Since the hotly contested 2020 election, Republican state legislators have been advancing bills to bolster election integrity.
While criticized by Democrats for making voting more difficult, Republican voters have demanded election security measures be implemented—particularly in states where the GOP controls the legislatures, but Democrat President Joe Biden claimed victory.
There are six such states, Arizona, Georgia, Michigan, New Hampshire, Pennsylvania, and Wisconsin. In all of them except New Hampshire, President Donald Trump contested the election results.
Arizona
On March 8, the Arizona Senate passed a bill requiring voters to include an ID number (such as from a driver’s license) or their voter registration number plus at least a proof of address (such as a utility bill) with their mail-in ballots. Previously, an ID was only required for in-person voting.Election integrity was voters’ top concern, said State Rep. Jake Hoffman, who introduced the House bills as co-chair of the House election committee.
He’s working to address the issue by looking at where “the areas of concern or what the best practices from across the country” are that could “ensure Arizona voters have maximum confidence in our process and in our system,” he told The Epoch Times in a phone call.
Georgia
On March 1, the Georgia House of Representatives passed a wide ranging election reform bill that would require:- Voters to include an ID number or ID photocopy with their absentee ballots
- Driver’s license numbers or last four digits of one’s social security number on an absentee ballot envelope
- Limiting the number of drop boxes and their locations to polling places or registrar offices only
- The drop boxes to be closed for Election Day
- The Secretary of State to set up an online system for mail-in ballot applications
- Absentee voters to sign attestation, under penalty of perjury, that they did not mark their ballot in the presence of people not authorized to assist them
- The elimination of signature comparison in the verification of absentee ballots (replaced by the ID requirement)
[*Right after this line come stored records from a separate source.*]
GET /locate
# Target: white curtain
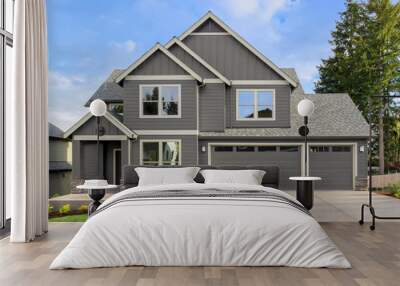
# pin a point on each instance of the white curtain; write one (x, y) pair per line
(26, 124)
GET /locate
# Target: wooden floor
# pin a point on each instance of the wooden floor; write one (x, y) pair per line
(375, 257)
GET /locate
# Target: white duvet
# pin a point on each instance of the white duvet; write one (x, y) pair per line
(211, 231)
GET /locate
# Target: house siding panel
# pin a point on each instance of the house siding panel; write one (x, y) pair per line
(188, 120)
(191, 62)
(189, 148)
(282, 107)
(212, 107)
(159, 64)
(230, 57)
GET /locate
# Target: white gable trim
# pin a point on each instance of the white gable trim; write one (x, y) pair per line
(143, 58)
(109, 117)
(267, 61)
(198, 58)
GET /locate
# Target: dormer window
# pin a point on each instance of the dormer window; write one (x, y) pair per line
(255, 104)
(160, 101)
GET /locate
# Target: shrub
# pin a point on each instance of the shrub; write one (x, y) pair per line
(65, 209)
(83, 208)
(394, 189)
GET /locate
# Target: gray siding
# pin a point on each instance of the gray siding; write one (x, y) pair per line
(159, 64)
(212, 107)
(188, 120)
(209, 26)
(230, 57)
(282, 107)
(189, 148)
(191, 61)
(90, 127)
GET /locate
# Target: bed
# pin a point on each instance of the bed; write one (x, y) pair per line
(197, 224)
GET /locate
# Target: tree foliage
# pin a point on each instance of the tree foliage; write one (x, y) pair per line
(365, 62)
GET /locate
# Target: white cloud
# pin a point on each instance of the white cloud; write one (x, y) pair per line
(261, 10)
(59, 80)
(128, 46)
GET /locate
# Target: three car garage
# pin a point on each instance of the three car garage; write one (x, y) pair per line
(334, 163)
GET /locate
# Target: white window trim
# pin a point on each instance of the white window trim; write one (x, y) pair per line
(255, 105)
(141, 115)
(160, 149)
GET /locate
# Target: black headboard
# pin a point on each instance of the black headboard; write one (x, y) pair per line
(271, 178)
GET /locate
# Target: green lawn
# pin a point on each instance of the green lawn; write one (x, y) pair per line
(69, 218)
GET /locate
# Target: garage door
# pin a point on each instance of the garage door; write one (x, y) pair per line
(334, 164)
(287, 158)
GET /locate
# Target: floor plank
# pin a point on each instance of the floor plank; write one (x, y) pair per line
(375, 257)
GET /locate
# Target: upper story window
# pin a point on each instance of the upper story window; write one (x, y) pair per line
(255, 104)
(116, 108)
(160, 101)
(160, 152)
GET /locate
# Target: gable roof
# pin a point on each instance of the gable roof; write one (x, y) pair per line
(109, 90)
(122, 127)
(235, 35)
(178, 42)
(155, 48)
(335, 115)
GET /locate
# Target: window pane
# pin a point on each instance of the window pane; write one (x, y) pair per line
(170, 93)
(341, 148)
(150, 108)
(319, 149)
(150, 93)
(170, 108)
(170, 154)
(266, 148)
(246, 112)
(289, 148)
(150, 152)
(245, 149)
(223, 149)
(246, 98)
(9, 15)
(264, 111)
(264, 98)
- Provisional ballots cast at the wrong precinct on Election Day to no longer to be accepted
- A ban on “money or gifts” (including food and drinks) for voters at a polling place or standing in line to vote
- Replacing the Secretary of State as head of the state election board with a nonpartisan head appointed by the legislature
- Ending no-excuse absentee voting
- Voters to include ID photocopy or ID number with their mail-in ballot applications
- Voters to include an ID photocopy or ID number with their mail-in ballots or the last 4 digits of their social security number
- Early voting locations to be only at the board of registrars main office, a county courthouse, a government office, or an Election Day polling place
- Non-government entities distributing absentee ballot applications to include their name and a disclaimer that the form was not supplied by the government
- Mobile polling places to be allowed only if a judge permits them and there’s an emergency rendering a polling place unsafe for human occupation or there’s a utility outage
- Precinct opening hours on Election Day to be only extended by a court order
- Banning the Secretary of State and county election officials from mailing unsolicited absentee ballot applications (which officials did in some states using COVID-19 as a justification)
- A ban on sending absentee ballot applications that are pre-filled, even partially
- The elimination of signature comparison on absentee ballot applications (replaced by the ID requirement)
- The counting of ballots to continue until it is complete. Currently, election superintendents can stop counting and resume later
Various smaller bills are making their way through the committees.
One would furnish absentee ballots with bar codes for tracking purposes. Another would nix automatic voter registration at the Department of Motor Vehicles. Voters would need to opt-in (such as by checking a box) to get registered.
Yet another bill would expand poll watcher access so they could observe all the key processes at a tabulating center with minimal restrictions. The bill appears to be a response to complaints by numerous Republican poll watchers that they were kept so far from where the tabulation processes were happening as to render their observation meaningless.
New Hampshire, Michigan, Pennsylvania, and Wisconsin
In the other states there seems to be much less activity.Pennsylvania Republicans introduced several bills to remove dead or ineligible voters from the rolls as well as nix no-excuse mail-in voting. None of the bills, however, has made it out of a committee so far.